Here's PurpleAir's manual download page. It's great for grabbing historical data for a couple of sensors by hand. However, it quickly becomes a burden to use when attempting to download years worth of data for hundreds of sensors at a time! Cue R and Python to the rescue!
In order to automate historical PurpleAir data, I've relied on both the PurpleAir and Thingspeak APIs.
- The
purpleair_id_key.py
script pulls data from the PurpleAir API for ALL of the existing PurpleAir sensors in the world and writes it to a file. - The
2018-05-14-ThingSpeak.R
script then imports this data, and performs a spatial intersection with our target study area. In this case, I'm subsetting only the PurpleAir sensors located within Portland, OR.
However, retrieving historical data is a little more complicated than pulling from the PurpleAir API. Only the most recent observation is provided by the PurpleAir API.
PurpleAir relies on a Thingspeak API to store all of their historical data. We can request from this API directly, but we are limited to 8000 observations per request.
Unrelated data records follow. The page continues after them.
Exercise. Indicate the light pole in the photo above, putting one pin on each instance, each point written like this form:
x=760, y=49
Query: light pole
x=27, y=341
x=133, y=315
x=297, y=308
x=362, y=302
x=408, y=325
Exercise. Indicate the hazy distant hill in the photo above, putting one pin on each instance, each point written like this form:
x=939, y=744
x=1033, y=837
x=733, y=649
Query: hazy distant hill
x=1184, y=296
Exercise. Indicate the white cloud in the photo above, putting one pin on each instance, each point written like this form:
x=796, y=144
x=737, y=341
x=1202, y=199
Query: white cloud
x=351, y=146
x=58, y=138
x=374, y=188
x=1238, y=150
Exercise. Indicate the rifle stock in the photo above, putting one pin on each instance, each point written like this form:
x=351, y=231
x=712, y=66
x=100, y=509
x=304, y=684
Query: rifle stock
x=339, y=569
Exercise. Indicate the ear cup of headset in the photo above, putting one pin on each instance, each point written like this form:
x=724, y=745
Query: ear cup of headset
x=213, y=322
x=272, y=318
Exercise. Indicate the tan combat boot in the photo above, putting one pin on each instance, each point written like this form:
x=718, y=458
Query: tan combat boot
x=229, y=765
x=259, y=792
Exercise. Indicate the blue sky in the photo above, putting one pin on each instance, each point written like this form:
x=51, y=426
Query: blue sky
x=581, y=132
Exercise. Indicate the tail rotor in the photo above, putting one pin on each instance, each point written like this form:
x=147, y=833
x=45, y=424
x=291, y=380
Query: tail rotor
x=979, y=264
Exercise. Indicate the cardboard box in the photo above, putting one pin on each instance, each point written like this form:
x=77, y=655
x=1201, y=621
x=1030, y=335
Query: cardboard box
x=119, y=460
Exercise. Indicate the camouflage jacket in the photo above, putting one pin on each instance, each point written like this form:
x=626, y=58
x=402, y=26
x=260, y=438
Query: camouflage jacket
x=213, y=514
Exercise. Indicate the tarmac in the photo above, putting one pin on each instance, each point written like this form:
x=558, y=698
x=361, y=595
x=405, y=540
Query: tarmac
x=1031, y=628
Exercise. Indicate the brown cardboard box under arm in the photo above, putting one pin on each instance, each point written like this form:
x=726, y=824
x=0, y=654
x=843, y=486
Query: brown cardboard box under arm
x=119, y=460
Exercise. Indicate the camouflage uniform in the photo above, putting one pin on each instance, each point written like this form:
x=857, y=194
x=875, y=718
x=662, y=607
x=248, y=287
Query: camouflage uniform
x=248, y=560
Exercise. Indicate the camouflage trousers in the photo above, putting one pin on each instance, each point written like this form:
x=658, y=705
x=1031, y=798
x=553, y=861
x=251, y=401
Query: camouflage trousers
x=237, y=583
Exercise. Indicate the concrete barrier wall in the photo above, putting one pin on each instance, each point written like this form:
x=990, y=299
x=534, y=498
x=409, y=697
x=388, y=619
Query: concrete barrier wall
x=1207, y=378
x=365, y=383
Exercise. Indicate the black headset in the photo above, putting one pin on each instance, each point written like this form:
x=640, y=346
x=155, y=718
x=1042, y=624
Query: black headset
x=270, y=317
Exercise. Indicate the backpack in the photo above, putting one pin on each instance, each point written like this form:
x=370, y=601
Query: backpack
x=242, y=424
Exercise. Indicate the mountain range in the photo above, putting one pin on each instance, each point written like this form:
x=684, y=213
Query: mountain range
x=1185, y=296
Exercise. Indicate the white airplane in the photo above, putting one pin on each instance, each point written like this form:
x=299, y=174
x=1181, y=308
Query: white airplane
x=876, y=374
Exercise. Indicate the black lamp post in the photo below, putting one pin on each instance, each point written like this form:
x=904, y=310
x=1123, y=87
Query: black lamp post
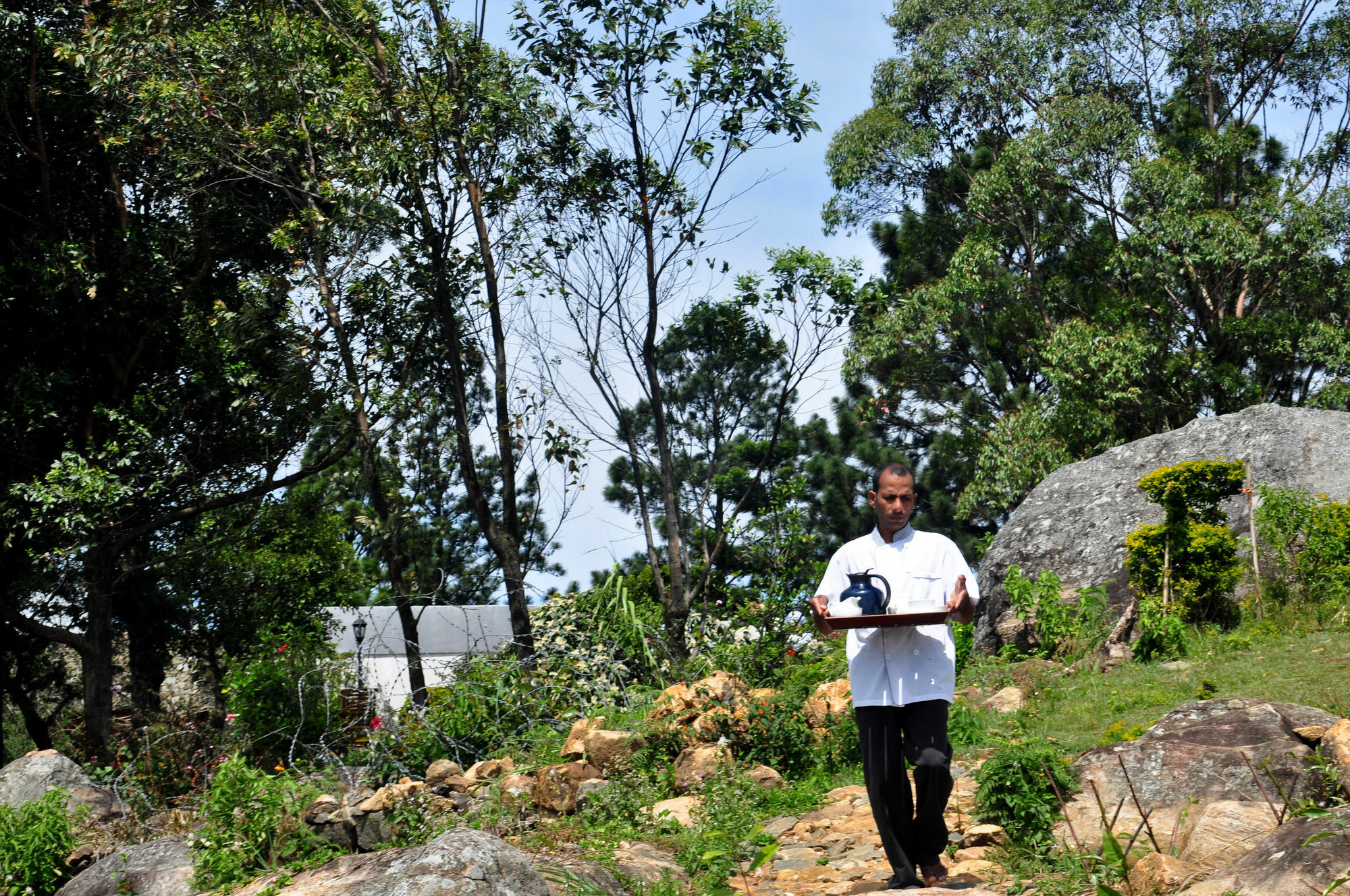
x=358, y=631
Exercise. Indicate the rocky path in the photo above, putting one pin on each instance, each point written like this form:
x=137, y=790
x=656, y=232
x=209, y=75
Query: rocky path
x=838, y=852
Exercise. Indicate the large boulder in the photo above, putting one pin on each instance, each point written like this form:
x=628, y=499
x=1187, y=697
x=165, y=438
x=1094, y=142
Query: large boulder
x=560, y=787
x=699, y=762
x=159, y=868
x=1193, y=759
x=1077, y=520
x=33, y=775
x=1280, y=864
x=462, y=862
x=611, y=750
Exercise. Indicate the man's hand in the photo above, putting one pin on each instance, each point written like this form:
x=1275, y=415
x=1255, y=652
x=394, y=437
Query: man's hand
x=820, y=611
x=961, y=604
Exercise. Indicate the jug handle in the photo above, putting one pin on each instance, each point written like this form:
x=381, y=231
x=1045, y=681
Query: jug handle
x=888, y=585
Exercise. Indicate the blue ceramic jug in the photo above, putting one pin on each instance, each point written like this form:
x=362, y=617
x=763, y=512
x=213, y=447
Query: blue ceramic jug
x=870, y=597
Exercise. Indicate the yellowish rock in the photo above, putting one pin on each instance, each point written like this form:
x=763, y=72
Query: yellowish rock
x=832, y=698
x=1225, y=832
x=1160, y=874
x=489, y=770
x=699, y=762
x=610, y=750
x=574, y=748
x=677, y=809
x=1336, y=746
x=441, y=770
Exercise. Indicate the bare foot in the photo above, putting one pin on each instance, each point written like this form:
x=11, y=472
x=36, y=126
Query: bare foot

Since PurpleAir sensors upload data every 120 seconds, this equates to a maximum of about a week's worth of data per request. This is simply not good enough for the months-years worth of data that I'm looking for!
My R function thingspeak_collect()
retrieves ALL of the historical data for each sensor in Portland, OR based on a user defined start and end date.
I relied on the split-apply-combine strategy to break up the desired range of historical data into chunks of 8000 observations.
I then employed the principles of tidy data to combine everything into a convenient format for future analysis!